The Hanoi People's court handed them the sentences last year after finding them guilty of embezzling VND10 billion (US$474,000) each in a high-profile case that rocked the country.
Duong Chi Dung, the former chairman of Vinalines, and Mai Van Phuc, the former general director, were among nine defendants seeking appeals.
The Supreme People’s Court found capital punishment was justified in this instance given the amount the pair embezzled and the fact that Dung fled the country instead of giving himself up to police after the case broke.
The court said Dung and Phuc's executions will provide a necessary deterrent to others in the public sector.
Dung and Phuc also got 18 years and 10 years respectively for "intentionally violating state regulations on economic management, causing serious consequences," according to the court's ruling.
Defendants in the trial were also ordered to pay more than VND366 million ($17.36 million) to the state.
Dung and Phuc were among 10 defendants prosecuted in a trial that was meant to highlight Vietnam's commitment to clamping down on public corruption in the face of widespread outrage.
Of the other defendants, Tran Huu Chieu, the former deputy general director, and Tran Hai Son, the former director of a unit, also had their sentences upheld. Chieu got 19 years and Son got 22 years for "embezzlement" and "intentionally violating state regulations on economic management, causing serious consequences."
Prosecutors from the Supreme People's Procuracy, Vietnam's highest prosecutors' office, said that in 2007, with Dung's approval, Vinalines began to build a shipyard to repair ships in Southern Vietnam for more than VND3.8 trillion ($180.1 million).

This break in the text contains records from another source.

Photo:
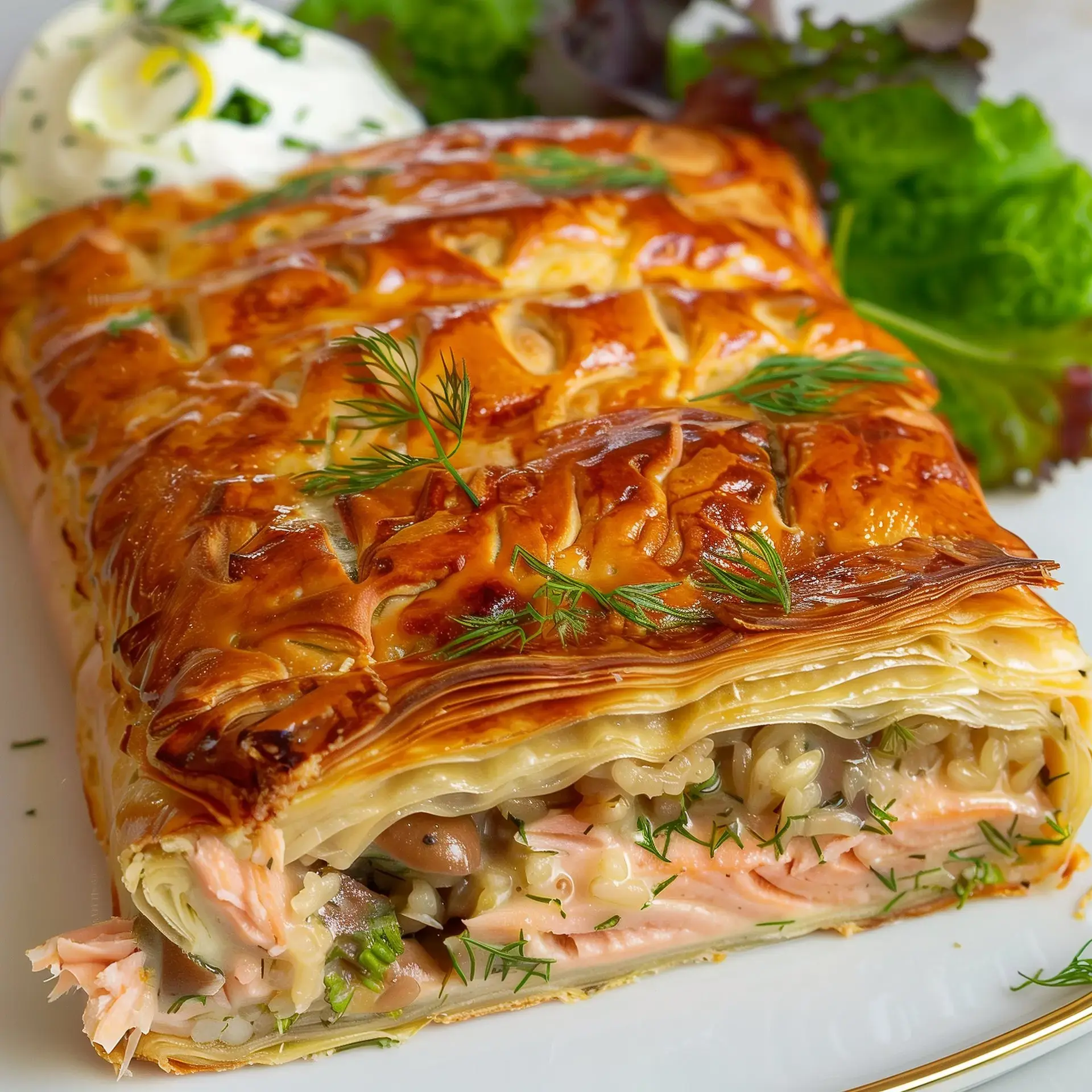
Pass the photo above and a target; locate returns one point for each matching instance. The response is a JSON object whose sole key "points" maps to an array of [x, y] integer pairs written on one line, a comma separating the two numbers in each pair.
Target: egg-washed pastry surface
{"points": [[499, 562]]}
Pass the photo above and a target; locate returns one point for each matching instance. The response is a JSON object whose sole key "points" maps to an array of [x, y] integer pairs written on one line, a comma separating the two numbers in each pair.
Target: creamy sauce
{"points": [[109, 101]]}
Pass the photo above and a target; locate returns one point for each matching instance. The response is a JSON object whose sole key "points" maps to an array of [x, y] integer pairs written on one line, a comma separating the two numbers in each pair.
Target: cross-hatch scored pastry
{"points": [[389, 714]]}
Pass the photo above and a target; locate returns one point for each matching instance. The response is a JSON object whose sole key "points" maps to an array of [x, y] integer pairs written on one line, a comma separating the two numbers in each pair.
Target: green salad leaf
{"points": [[457, 58], [956, 223]]}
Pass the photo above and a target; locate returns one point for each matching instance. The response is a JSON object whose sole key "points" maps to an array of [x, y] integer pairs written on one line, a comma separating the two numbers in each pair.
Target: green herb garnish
{"points": [[382, 1042], [503, 959], [205, 19], [339, 992], [116, 327], [647, 841], [663, 885], [767, 580], [789, 386], [363, 957], [283, 1024], [287, 44], [889, 882], [554, 167], [244, 109], [548, 902], [777, 839], [299, 188], [1077, 972], [178, 1003], [1064, 833], [1003, 843], [642, 604], [978, 874], [300, 146], [882, 815], [398, 401], [896, 739]]}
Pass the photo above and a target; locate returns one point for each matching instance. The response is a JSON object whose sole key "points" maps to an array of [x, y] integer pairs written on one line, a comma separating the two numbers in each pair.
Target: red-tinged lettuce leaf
{"points": [[764, 82]]}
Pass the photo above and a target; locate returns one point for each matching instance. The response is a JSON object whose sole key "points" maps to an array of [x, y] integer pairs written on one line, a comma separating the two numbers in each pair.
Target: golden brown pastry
{"points": [[499, 562]]}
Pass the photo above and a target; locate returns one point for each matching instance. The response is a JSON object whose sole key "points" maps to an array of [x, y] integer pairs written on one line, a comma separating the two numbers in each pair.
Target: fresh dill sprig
{"points": [[548, 902], [1064, 833], [777, 839], [339, 992], [719, 834], [297, 188], [1003, 843], [505, 959], [978, 874], [115, 327], [283, 1024], [896, 739], [642, 604], [889, 882], [767, 582], [560, 168], [205, 19], [882, 815], [1077, 972], [398, 402], [707, 788], [663, 885], [382, 1042], [647, 841], [787, 386]]}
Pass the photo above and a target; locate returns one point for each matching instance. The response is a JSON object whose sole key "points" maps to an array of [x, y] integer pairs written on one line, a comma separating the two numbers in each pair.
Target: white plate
{"points": [[817, 1015]]}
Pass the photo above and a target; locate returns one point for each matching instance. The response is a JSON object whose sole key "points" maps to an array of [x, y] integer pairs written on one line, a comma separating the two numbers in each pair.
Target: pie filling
{"points": [[751, 835]]}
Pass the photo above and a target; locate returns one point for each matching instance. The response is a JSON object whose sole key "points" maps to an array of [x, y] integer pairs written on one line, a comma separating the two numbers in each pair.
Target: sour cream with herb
{"points": [[116, 97]]}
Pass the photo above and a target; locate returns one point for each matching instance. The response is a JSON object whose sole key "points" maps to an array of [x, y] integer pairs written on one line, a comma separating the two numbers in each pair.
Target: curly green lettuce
{"points": [[458, 58]]}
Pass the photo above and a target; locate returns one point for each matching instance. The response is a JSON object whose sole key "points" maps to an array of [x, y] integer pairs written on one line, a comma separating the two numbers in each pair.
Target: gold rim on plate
{"points": [[993, 1050]]}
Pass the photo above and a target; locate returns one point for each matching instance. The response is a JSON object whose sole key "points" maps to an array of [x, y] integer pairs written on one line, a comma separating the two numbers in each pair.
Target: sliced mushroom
{"points": [[354, 908], [434, 845]]}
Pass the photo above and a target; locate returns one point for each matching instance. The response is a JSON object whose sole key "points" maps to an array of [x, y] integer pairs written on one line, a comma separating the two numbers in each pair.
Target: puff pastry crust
{"points": [[246, 655]]}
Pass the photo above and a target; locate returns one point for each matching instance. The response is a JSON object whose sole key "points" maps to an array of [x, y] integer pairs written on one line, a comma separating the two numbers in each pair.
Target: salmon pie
{"points": [[499, 562]]}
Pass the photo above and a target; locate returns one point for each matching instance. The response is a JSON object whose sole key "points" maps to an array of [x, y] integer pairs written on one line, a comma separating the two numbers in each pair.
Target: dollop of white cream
{"points": [[109, 101]]}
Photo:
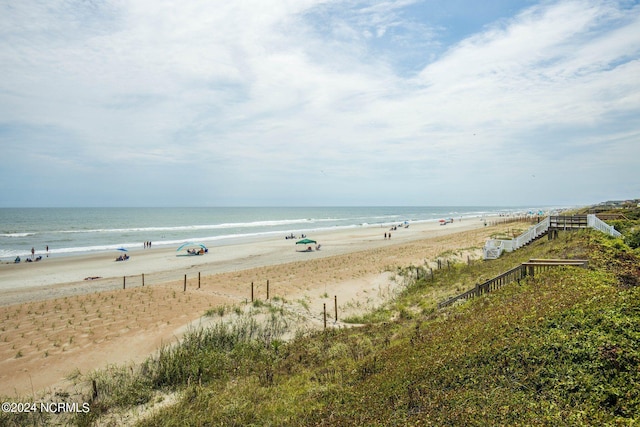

The firm bought a used dock from Russian-owned company Nakhodka through a Singaporean brokerage firm called AP. Manufactured in Japan in 1965, it was heavily damaged and unusable, and originally offered for $2.3 million.
Vinalines ended up paying a whopping $9 million to buy it and another $10.5 million to repair it.
Chieu, then vice general director of Vinalines, and Son, then director of Vinalines Ship Repairing Ltd., Co, Mai Van Khang, an employee of Vinalines, and Le Van Duong, an employee of the Vietnam Register, visited Russia to inspect the dock.
They were aware of its condition and actual price and reported them to Dung and Phuc. But the two ordered them to write a report saying the dock was in good enough condition to buy.
Dung, Phuc, Chieu, and Son received a $1.66 million kickback from the Russians for the deal, according to the indictment.
Dung fled the country, allegedly with the help of his police officer brother when the scandal first broke in May 2012.
He was apprehended in Cambodia and brought back to Vietnam four months later.
Three customs officers in the south-central province of Khanh Hoa were found guilty of illegally clearing the dock.